My Father's Brain: Life in the Shadow of Alzheimer's
Named a best book of the year by The New Yorker A Smithsonian top ten science book of 2023 One of AARP magazine's favorite books of 2023 "Blending the humor, compassion, and absorbing family drama of first-rate memoir with expert science writing, Sandeep Jauhar] has composed a can't-miss introduction to what has been called the Age of Alzheimer's." --Sanjay Gupta, author of Keep Sharp and World War C A deeply affecting memoir of a father's descent into dementia, and a revelatory inquiry into why the human brain degenerates with age and what we can do about it. Almost six million Americans--about one in every ten people over the age of sixty-five--have Alzheimer's disease or a related dementia, and this number is projected to more than double by 2050. What is it like to live with and amid this increasingly prevalent condition, an affliction that some fear more than death? In My Father's Brain, the distinguished physician and author Sandeep Jauhar sets his father's struggle with Alzheimer's alongside his own journey toward understanding this disease and how it might best be coped with, if not cured. In an intimate memoir rich with humor and heartbreak, Jauhar relates how his immigrant father and extended family felt, quarreled, and found their way through the dissolution of a cherished life.
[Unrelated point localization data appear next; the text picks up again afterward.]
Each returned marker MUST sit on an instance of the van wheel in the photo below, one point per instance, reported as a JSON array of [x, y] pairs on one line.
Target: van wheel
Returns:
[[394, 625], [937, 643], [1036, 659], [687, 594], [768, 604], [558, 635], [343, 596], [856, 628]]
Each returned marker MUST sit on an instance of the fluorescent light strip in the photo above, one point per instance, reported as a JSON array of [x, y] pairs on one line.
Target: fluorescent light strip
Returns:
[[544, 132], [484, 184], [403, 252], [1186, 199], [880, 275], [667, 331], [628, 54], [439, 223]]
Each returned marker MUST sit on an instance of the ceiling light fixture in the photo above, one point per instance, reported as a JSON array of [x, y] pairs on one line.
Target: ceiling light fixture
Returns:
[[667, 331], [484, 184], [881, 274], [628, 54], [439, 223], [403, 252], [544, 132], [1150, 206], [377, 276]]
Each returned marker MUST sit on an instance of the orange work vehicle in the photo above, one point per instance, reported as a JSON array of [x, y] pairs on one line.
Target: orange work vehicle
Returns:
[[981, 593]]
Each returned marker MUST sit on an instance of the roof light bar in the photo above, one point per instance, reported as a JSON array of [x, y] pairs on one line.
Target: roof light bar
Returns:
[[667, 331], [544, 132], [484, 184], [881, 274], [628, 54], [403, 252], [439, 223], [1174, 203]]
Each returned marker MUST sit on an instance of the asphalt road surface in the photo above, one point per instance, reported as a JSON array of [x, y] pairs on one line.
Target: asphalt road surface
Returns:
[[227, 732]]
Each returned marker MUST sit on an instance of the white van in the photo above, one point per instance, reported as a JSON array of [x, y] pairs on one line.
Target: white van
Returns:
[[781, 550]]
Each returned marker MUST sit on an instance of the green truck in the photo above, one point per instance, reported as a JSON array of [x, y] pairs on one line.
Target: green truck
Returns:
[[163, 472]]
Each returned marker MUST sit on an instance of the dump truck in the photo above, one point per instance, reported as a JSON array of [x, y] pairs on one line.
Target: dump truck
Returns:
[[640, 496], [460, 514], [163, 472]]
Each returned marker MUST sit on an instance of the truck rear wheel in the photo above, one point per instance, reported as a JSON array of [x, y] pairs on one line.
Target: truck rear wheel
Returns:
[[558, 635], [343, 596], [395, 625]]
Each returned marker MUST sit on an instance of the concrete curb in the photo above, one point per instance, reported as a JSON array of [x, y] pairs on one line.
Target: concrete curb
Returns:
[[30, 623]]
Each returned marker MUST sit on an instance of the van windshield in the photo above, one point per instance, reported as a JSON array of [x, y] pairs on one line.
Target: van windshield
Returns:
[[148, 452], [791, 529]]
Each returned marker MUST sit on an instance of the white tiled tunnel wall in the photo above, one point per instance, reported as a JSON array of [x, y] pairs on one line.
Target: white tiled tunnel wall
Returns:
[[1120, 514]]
Along the way, he lucidly exposes what happens in the brain as we age and our memory falters, and explores everything from ancient conceptions of the mind to the most cutting-edge neurological--and bioethical--research. Throughout, My Father's Brain confronts the moral and psychological concerns that arise when family members must become caregivers, when children's and parents' roles reverse, and when we must accept unforeseen turns in our closest relationships--and in our understanding of what it is to have a self. The result is a work of essential insight into dementia, and into how scientists, caregivers, and all of us in an aging society are reckoning with the fallout.